I think it would be appropriate to apply the word subversive in reference to the movie's treatment of V's attempt to subvert the established institution.

Not in the slightest. The point of V is to fight against the established law and defeat the Big Brother Government. Blowing up parlament is utterly counterproductive to that end. Thats like punching someone to show how nonviolent you are.

If the movie encourages people to examine the world they're living in, then I think that it has great value, even if they don't agree with the message.

I'll give you that the average person will chew on the ideas of this movie over a couple of beers with friends - but how many will act on it? Or do something to help other people because of this movie? The outrage this movie is suppose to give is hollow - though I suppose given the terrible medium it's become, I can't blame this movie in particular.

Liking Bill O'Reilly in real life does not equate to supporting a Chancellor Suttler type government.

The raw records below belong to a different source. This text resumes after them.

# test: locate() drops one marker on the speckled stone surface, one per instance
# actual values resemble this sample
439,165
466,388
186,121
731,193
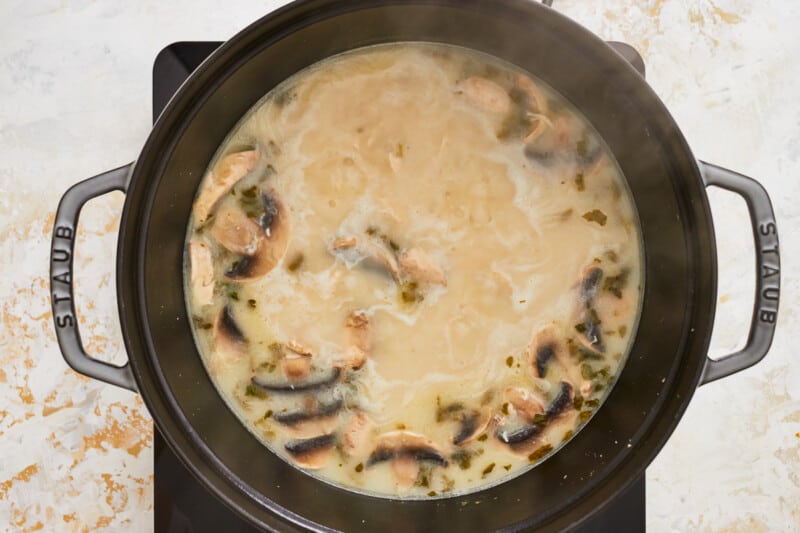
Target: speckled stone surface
75,83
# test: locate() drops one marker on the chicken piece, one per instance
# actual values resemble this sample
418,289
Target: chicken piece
236,232
486,94
356,432
226,173
358,342
202,272
417,265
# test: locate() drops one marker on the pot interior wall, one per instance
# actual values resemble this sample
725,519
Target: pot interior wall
679,272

Tell that to the movie's director. :)

Perhaps it will encourage people to start thinking about the government and where we're headed. Perhaps it will encourage people to get off their complacent asses and vote, assert their voice, and take back what's theirs.

Given the events of 9/11, Hurricane Katrina, the Iraq War, the War on Terrorism, the oil industry, the game of musical chairs in the President's cabinet - I don't think that "V" will do anything to spurn anyone else on to do anything for any greater good.